Considering the Sale of Your Company? Part 2- Prepare the company for Sale

by | October 16, 2013

Blog written by Robert Champoux, RC Advisory Services


When you own a company, and you are taking home a comfortable salary, it is easy to procrastinate making some of the hard decisions that you know that you ought to do.

Hire a strong general manager if you don’t already have one.   With his/her help, lean out the balance of the organization by “retiring” some of the folks that a prospective buyer will consider superfluous (it will be better for you to do it than the buyer).

Shed some of those long term customers that aren’t very profitable as well as some of those product lines that have lived out their usefulness.

Clean up the physical plant and stop accepting excuses as to why it is alright that the shop men’s room is dirty! (There is nothing that is more noticeable to a buyer than filth!  (This requires a change in culture; you can’t just clean it up prior to every visit).  Implement the “5S” procedure on manufacturing, assembly or distribution areas.  These improvements will require you to “manage by wandering around”…….. and to look at your company as if you were a buyer.  Look at the doors and doorknobs; are they dirty?  If so, is anyone assigned to keep them clean?  Are there old materials and tooling on the shop floor?  This is an indication that it isn’t in use; get rid of it or put it out of sight in storage.

Are the employees engaged, positive and talkative to visitors?  If they are proud of what they are doing and the work that they are performing, they can become the best reasons for the company to be sold for a premium.

Get your financial house in order.  If your chart of accounts is a little “creative,” and you’ve procrastinated cleaning it up, now is the time to not only fix it but to also have your year-end financials reviewed by your CPA firm (instead of simply compiled).  While more expensive, it will result in very “clean” set of financials that a prospective buyer will respect and not find reason to go “dumpster diving” looking for anomalies.

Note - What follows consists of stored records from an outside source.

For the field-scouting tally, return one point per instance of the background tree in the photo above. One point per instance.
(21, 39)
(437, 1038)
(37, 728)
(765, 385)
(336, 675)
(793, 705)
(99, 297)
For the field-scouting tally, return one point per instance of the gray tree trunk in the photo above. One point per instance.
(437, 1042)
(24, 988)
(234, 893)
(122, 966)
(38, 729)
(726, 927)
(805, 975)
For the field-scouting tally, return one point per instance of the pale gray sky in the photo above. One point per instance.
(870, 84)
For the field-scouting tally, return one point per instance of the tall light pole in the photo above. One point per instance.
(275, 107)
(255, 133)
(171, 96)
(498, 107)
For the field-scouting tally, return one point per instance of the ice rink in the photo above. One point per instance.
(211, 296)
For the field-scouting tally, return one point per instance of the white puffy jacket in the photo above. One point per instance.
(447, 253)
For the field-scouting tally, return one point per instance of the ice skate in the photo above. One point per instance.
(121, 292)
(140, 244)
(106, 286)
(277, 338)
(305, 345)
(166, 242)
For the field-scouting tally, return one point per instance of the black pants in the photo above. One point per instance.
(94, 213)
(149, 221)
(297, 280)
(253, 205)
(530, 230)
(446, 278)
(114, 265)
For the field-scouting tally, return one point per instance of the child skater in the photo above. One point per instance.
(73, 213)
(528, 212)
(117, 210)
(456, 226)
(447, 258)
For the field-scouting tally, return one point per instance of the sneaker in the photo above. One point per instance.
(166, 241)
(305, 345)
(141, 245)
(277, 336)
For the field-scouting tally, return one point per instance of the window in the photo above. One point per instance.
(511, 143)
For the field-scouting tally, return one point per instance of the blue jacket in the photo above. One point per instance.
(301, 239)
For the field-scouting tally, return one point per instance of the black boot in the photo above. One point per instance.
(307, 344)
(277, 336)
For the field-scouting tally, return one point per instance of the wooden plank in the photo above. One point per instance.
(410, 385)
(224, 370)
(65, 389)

Similarly scan all older financial statements and personal and federal tax returns for the past five years as well as all corporate and insurance documents.  As a part of due diligence, the buyer will want this type of information and the more prepared and open you are to providing this type of information, the less time will be spent looking for “issues.”  Similarly, clean up and organize all paper file folders so that are neat and well organized.